As prices rise, first-time buyers face greatest home shopping hurdles

Register now

With buyers scrambling for homes on anticipated mortgage rate growth, house values continued to rise at the start of the year, making entry-level homes even less attainable, according to CoreLogic.

Home prices increased 6.6% year-over-year in January, and are projected to appreciate another 4.8% from January 2018 to January 2019.

"Entry-level homes have been in particularly short supply, leading to more rapid home-price growth compared with more expensive homes," Frank Nothaft, chief economist for CoreLogic, said in a press release.

"Homes with a purchase price less than 75% of the local area median had price growth of 9% during the year ending January 2018. Homes that sold for more than 125% of median appreciated 5.3% over the same 12-month period. Thus, first-time buyers are facing acute affordability challenges in some high-cost areas," he continued.

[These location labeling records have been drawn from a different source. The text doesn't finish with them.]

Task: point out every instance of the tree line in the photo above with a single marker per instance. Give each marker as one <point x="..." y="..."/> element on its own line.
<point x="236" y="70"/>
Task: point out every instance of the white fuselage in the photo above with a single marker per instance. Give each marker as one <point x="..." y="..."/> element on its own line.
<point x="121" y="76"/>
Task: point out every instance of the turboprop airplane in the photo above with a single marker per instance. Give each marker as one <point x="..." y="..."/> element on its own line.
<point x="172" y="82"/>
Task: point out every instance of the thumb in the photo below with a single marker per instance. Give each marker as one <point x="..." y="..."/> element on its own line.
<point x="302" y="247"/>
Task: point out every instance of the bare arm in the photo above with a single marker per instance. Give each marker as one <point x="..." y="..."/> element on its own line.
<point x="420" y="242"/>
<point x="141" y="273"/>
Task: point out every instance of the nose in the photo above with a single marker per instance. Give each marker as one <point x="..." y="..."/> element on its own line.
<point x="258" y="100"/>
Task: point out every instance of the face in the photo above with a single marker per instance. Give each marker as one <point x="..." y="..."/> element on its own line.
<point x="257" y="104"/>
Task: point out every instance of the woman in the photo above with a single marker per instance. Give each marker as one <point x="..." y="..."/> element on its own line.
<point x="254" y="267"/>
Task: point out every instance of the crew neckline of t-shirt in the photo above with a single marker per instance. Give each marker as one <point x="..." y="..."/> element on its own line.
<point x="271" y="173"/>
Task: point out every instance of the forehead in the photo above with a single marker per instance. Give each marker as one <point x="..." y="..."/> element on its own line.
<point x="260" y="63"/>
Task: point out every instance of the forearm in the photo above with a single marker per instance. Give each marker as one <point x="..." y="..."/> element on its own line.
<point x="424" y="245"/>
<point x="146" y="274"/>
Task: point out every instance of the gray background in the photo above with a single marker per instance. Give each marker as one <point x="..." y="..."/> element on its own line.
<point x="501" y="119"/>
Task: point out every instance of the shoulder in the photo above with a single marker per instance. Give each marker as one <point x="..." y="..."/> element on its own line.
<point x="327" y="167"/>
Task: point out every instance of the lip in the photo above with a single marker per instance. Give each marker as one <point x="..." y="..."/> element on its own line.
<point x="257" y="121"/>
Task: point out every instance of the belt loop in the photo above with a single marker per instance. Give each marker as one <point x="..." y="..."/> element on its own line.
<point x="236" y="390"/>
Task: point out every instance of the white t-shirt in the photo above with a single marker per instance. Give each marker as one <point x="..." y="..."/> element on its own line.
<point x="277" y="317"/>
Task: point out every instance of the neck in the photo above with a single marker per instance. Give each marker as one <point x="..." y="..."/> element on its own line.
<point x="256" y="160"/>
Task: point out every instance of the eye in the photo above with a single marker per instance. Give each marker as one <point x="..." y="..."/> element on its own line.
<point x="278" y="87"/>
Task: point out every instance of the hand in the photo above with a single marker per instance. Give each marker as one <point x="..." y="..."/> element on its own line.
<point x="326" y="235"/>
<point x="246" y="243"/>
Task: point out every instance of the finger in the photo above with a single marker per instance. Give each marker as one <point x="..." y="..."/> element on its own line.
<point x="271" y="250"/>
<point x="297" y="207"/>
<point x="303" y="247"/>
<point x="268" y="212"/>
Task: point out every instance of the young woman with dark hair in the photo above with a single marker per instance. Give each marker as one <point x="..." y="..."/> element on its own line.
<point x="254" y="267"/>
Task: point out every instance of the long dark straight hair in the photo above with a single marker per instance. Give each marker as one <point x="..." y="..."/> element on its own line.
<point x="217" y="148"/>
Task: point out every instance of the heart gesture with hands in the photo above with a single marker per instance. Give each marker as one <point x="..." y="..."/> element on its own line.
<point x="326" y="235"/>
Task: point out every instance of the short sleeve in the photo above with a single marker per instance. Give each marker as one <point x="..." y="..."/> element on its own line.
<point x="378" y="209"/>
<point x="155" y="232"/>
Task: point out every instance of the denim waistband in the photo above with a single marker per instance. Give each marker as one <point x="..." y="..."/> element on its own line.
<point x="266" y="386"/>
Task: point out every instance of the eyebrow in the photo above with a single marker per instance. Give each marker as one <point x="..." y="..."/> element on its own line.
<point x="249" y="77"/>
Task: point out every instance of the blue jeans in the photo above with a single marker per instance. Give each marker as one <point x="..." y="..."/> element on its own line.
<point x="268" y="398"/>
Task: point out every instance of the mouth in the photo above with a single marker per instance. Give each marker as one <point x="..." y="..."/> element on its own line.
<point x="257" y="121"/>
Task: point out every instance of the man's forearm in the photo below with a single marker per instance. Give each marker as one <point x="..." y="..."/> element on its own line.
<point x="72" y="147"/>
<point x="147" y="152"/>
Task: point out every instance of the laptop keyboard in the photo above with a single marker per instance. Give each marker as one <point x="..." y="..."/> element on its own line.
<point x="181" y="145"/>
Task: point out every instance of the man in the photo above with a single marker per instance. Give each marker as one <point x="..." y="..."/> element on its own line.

Nearly half of the nation's 50 largest metropolitan areas are overvalued, making entry-level homes especially difficult to afford in these areas. And with tightness in the entry-level market expected to continue, millennials may continue facing affordability challenges through 2019, when much of that generation reaches its prime years for home buying.

Washington and Nevada saw the greatest annual growth in home values, with prices in the two states rising nearly double the nation's average rate of appreciation. Home values in Washington increased 12.1% in January from the previous year, and rose 11.3% in Nevada.

House values grew the least in Alaska and Delaware, where they both increased 0.7%. All states and the District of Columbia saw year-over-year increases in home prices.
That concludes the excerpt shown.